Discovering energy conversion that has nothing to do with atomic structures opened up planetary exploration and galactic travel, completely and forever changing our image and opinions of ourselves as the center of the universe — it’s not the energy level that counts, it’s how you use the paradigm shift to reinvent the way we model our sets of states of energy in the cosmos.
Spending more time nurturing our species’ children during their formative years offset our longterm investment in the spook business that tried to compensate for the messed-up mindsets of adults turned against society, which changed the way we perceived ourselves as [un]fairly-treated cogs in the wheels of the politicoeconomic conditions we used to define our place in society, including the reformation of the public/private education system that used to depend on a mix of caring/sadistic [un]tenured teaching staff and [non]motivated students.

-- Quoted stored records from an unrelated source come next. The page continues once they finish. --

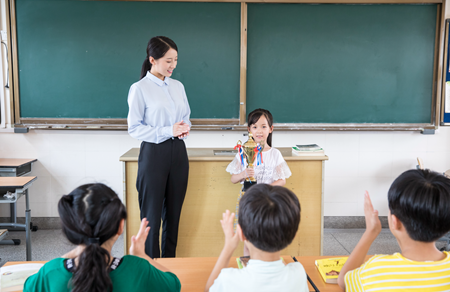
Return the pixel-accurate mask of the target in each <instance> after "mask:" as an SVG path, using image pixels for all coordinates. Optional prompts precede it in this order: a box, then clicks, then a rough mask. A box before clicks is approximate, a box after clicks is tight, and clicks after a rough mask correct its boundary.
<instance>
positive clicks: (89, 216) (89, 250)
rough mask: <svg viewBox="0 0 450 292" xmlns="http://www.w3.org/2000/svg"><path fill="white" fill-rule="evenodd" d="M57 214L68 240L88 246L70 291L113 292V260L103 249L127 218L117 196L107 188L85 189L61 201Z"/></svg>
mask: <svg viewBox="0 0 450 292" xmlns="http://www.w3.org/2000/svg"><path fill="white" fill-rule="evenodd" d="M58 212H59V216H60V218H61V223H62V231H63V233H64V235H65V236H66V237H67V239H68V240H69V241H70V242H71V243H73V244H75V245H85V249H84V250H83V252H82V253H81V254H80V255H79V257H78V264H77V265H76V267H75V269H74V272H73V276H72V280H71V282H69V287H70V288H71V291H72V292H81V291H93V292H94V291H95V292H97V291H98V292H100V291H113V287H112V282H111V279H110V277H109V272H110V269H109V262H110V261H111V256H110V254H109V252H108V251H107V250H106V249H104V248H103V247H102V246H101V245H102V244H103V243H104V242H105V241H107V240H108V239H110V238H112V237H113V236H115V235H117V233H118V231H119V228H120V222H121V221H122V219H126V217H127V211H126V209H125V206H124V205H123V204H122V202H121V201H120V199H119V197H118V196H117V194H116V193H115V192H114V191H113V190H111V189H110V188H109V187H107V186H105V185H104V184H100V183H97V184H86V185H82V186H79V187H78V188H76V189H75V190H73V191H72V192H71V193H70V194H68V195H64V196H62V197H61V199H60V200H59V203H58ZM92 239H96V240H92Z"/></svg>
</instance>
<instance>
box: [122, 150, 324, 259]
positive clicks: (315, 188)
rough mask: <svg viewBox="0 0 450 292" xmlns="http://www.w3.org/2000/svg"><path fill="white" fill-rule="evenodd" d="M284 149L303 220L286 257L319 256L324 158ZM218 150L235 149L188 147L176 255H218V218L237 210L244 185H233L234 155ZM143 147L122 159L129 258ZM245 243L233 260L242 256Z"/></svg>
mask: <svg viewBox="0 0 450 292" xmlns="http://www.w3.org/2000/svg"><path fill="white" fill-rule="evenodd" d="M277 149H278V150H280V152H281V154H282V155H283V157H284V159H285V160H286V162H287V164H288V166H289V168H290V169H291V172H292V176H291V177H290V178H288V179H287V180H286V185H285V187H287V188H288V189H291V190H292V191H293V192H294V193H295V194H296V195H297V196H298V198H299V201H300V205H301V222H300V226H299V230H298V232H297V235H296V237H295V238H294V240H293V241H292V243H291V245H289V246H288V247H287V248H286V249H285V250H283V251H282V252H281V253H282V254H289V255H293V256H306V255H308V256H309V255H311V256H320V255H322V245H323V172H324V165H325V161H326V160H328V157H327V156H325V155H323V156H293V155H292V150H291V148H277ZM214 150H227V151H230V150H232V149H231V148H188V149H187V152H188V158H189V179H188V188H187V191H186V198H185V200H184V204H183V209H182V211H181V218H180V227H179V232H178V246H177V257H215V256H217V255H219V254H220V251H221V250H222V247H223V242H224V235H223V231H222V227H221V225H220V222H219V220H220V219H221V218H222V213H223V212H224V211H225V210H226V209H228V210H230V211H231V212H234V211H235V209H236V201H237V197H238V194H239V190H240V189H241V188H242V185H241V184H232V183H231V181H230V177H231V175H230V174H229V173H228V172H226V168H227V166H228V164H229V163H230V162H231V161H232V160H233V158H234V155H233V154H231V155H214ZM138 156H139V149H138V148H133V149H131V150H130V151H128V152H127V153H125V154H124V155H122V156H121V157H120V161H123V169H124V182H125V190H124V198H123V201H124V204H125V205H126V208H127V213H128V218H127V221H126V228H125V244H124V246H125V254H127V253H128V249H129V246H130V244H131V242H130V239H131V236H132V235H134V234H137V232H138V230H139V226H140V223H141V220H140V210H139V203H138V193H137V190H136V176H137V169H138V162H137V161H138ZM242 250H243V244H242V243H241V244H240V246H239V247H238V248H237V250H236V252H235V254H234V256H239V255H240V254H241V253H242Z"/></svg>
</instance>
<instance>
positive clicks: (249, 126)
mask: <svg viewBox="0 0 450 292" xmlns="http://www.w3.org/2000/svg"><path fill="white" fill-rule="evenodd" d="M248 131H249V132H250V133H252V135H253V139H254V140H255V142H256V143H259V144H264V149H263V152H262V157H263V159H261V164H259V165H256V163H255V164H254V165H255V166H254V168H247V162H246V161H244V165H242V163H241V159H240V157H239V153H238V154H236V157H235V158H234V159H233V161H232V162H231V163H230V164H229V165H228V167H227V172H229V173H231V182H232V183H234V184H235V183H238V182H243V181H244V179H246V178H247V177H252V176H254V177H255V178H256V180H257V183H264V184H270V185H274V186H275V185H276V186H284V185H285V184H286V179H287V178H288V177H290V176H291V174H292V173H291V170H290V169H289V166H288V165H287V163H286V161H284V159H283V156H282V155H281V153H280V151H279V150H277V149H275V148H272V132H273V117H272V114H271V113H270V112H269V111H268V110H265V109H256V110H254V111H252V112H251V113H250V114H249V115H248ZM236 214H237V212H236Z"/></svg>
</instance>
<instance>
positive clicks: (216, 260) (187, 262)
mask: <svg viewBox="0 0 450 292" xmlns="http://www.w3.org/2000/svg"><path fill="white" fill-rule="evenodd" d="M283 258H284V261H285V262H286V263H292V262H293V260H292V258H291V257H290V256H283ZM319 258H330V256H321V257H318V256H304V257H303V256H302V257H297V260H298V261H299V262H300V263H301V264H302V265H303V267H304V268H305V271H306V273H307V274H308V276H309V277H310V278H311V279H312V281H313V282H314V284H315V285H316V287H317V288H318V289H319V291H320V292H343V291H342V289H341V288H339V286H338V285H336V284H326V283H325V282H324V281H323V280H322V278H321V277H320V274H319V272H318V271H317V269H316V267H315V265H314V261H315V260H316V259H319ZM157 261H158V263H161V264H162V265H164V266H165V267H166V268H168V269H170V271H171V272H172V273H174V274H175V275H177V277H178V278H179V279H180V282H181V291H182V292H201V291H204V289H205V286H206V281H207V280H208V278H209V275H210V274H211V272H212V270H213V268H214V265H215V264H216V261H217V258H216V257H212V258H162V259H157ZM25 263H29V262H7V263H6V264H5V266H9V265H17V264H25ZM35 263H45V262H35ZM229 267H232V268H237V263H236V258H231V260H230V264H229ZM308 287H309V291H314V289H313V287H312V286H311V285H309V283H308Z"/></svg>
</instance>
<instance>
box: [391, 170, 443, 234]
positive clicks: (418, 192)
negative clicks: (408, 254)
mask: <svg viewBox="0 0 450 292" xmlns="http://www.w3.org/2000/svg"><path fill="white" fill-rule="evenodd" d="M388 201H389V210H390V212H391V214H392V215H395V216H396V217H397V219H398V220H400V222H401V223H402V224H403V226H404V227H405V229H406V232H407V233H408V235H409V237H410V238H411V239H413V240H415V241H421V242H433V241H436V240H437V239H439V238H440V237H442V236H443V235H444V234H446V233H447V232H448V231H450V179H448V178H446V177H445V176H444V175H442V174H439V173H436V172H433V171H430V170H428V169H426V170H418V169H412V170H408V171H406V172H404V173H402V174H401V175H400V176H399V177H398V178H397V179H395V181H394V182H393V183H392V185H391V187H390V189H389V192H388Z"/></svg>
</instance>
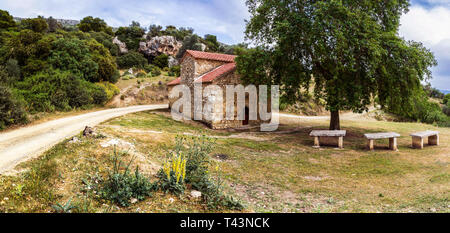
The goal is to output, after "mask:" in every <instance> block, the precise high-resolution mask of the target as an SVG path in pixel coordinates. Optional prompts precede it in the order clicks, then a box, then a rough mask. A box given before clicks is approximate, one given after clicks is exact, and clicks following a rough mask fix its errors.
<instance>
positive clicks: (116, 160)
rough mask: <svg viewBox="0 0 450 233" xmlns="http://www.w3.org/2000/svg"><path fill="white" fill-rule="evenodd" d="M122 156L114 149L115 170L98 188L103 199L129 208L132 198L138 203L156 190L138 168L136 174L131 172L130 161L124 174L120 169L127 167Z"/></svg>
mask: <svg viewBox="0 0 450 233" xmlns="http://www.w3.org/2000/svg"><path fill="white" fill-rule="evenodd" d="M119 156H120V155H118V154H117V153H116V150H115V149H114V156H113V168H112V170H111V171H110V172H109V173H108V176H107V178H106V179H105V180H101V181H100V184H99V186H98V187H97V188H96V189H97V190H98V192H99V196H100V197H101V198H102V199H106V200H110V201H112V202H114V203H116V204H118V205H121V206H129V205H130V200H131V198H136V199H137V200H138V201H142V200H144V199H145V198H146V197H149V196H151V195H152V191H153V190H154V189H155V187H154V185H153V184H152V183H151V182H150V180H149V179H148V178H147V177H145V176H143V175H142V174H141V173H140V172H139V167H136V169H135V171H134V174H133V173H131V172H130V165H131V162H132V161H130V162H129V163H128V165H126V167H125V170H124V171H123V172H121V171H120V169H121V168H122V167H123V166H125V164H123V162H122V161H121V160H120V158H119Z"/></svg>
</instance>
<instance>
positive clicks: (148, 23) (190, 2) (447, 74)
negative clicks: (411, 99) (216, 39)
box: [0, 0, 450, 90]
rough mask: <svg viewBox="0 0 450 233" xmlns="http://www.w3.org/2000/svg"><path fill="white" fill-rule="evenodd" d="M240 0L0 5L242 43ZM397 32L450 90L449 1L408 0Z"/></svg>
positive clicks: (241, 11) (12, 13)
mask: <svg viewBox="0 0 450 233" xmlns="http://www.w3.org/2000/svg"><path fill="white" fill-rule="evenodd" d="M244 2H245V1H244V0H166V1H161V0H127V1H123V0H122V1H120V0H76V1H75V0H1V1H0V9H4V10H8V11H9V12H10V13H11V14H12V15H14V16H18V17H36V16H37V15H43V16H45V17H49V16H53V17H54V18H64V19H82V18H83V17H85V16H89V15H92V16H95V17H100V18H102V19H104V20H105V21H106V22H107V23H108V24H109V25H111V26H114V27H118V26H124V25H129V24H130V23H131V21H133V20H134V21H138V22H140V23H141V25H142V26H145V27H147V26H148V25H150V24H159V25H163V26H166V25H175V26H177V27H192V28H194V30H195V32H196V33H197V34H199V35H204V34H214V35H217V37H218V39H219V41H221V42H224V43H228V44H235V43H239V42H243V40H244V30H245V22H244V20H245V19H248V18H249V13H248V12H247V8H246V6H245V3H244ZM401 23H402V26H401V28H400V35H402V36H403V37H405V39H408V40H415V41H421V42H423V43H424V44H425V46H426V47H428V48H430V49H431V50H432V51H433V52H434V54H435V56H436V58H437V60H438V62H439V65H438V66H437V67H435V68H433V79H432V80H431V83H432V85H433V86H434V87H437V88H439V89H444V90H450V0H412V1H411V8H410V12H409V13H408V14H406V15H404V16H403V17H402V21H401Z"/></svg>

Mapping the new global culture on top of centuries-old subcultures was as fluid as the ocean tidal currents, tide charts predictable but local tidal basins fluctuating minute-by-minute. Protesting the advent of global branding missed the natural evolution of a species in transition from multilocal to a global set of traits. Embracing the concept of optimising profits made the antiglobal movement an effective tool in strengthening our longterm economic sustainability — every person was encouraged to realise we are individually a laboratory of new ideas, making conformity, normality and mimicry as quaint as synergistic symmetry.
The crystal ball hummed louder and louder until I realised that the wallwart was overheating. Time to get a new transformer before the house burns down!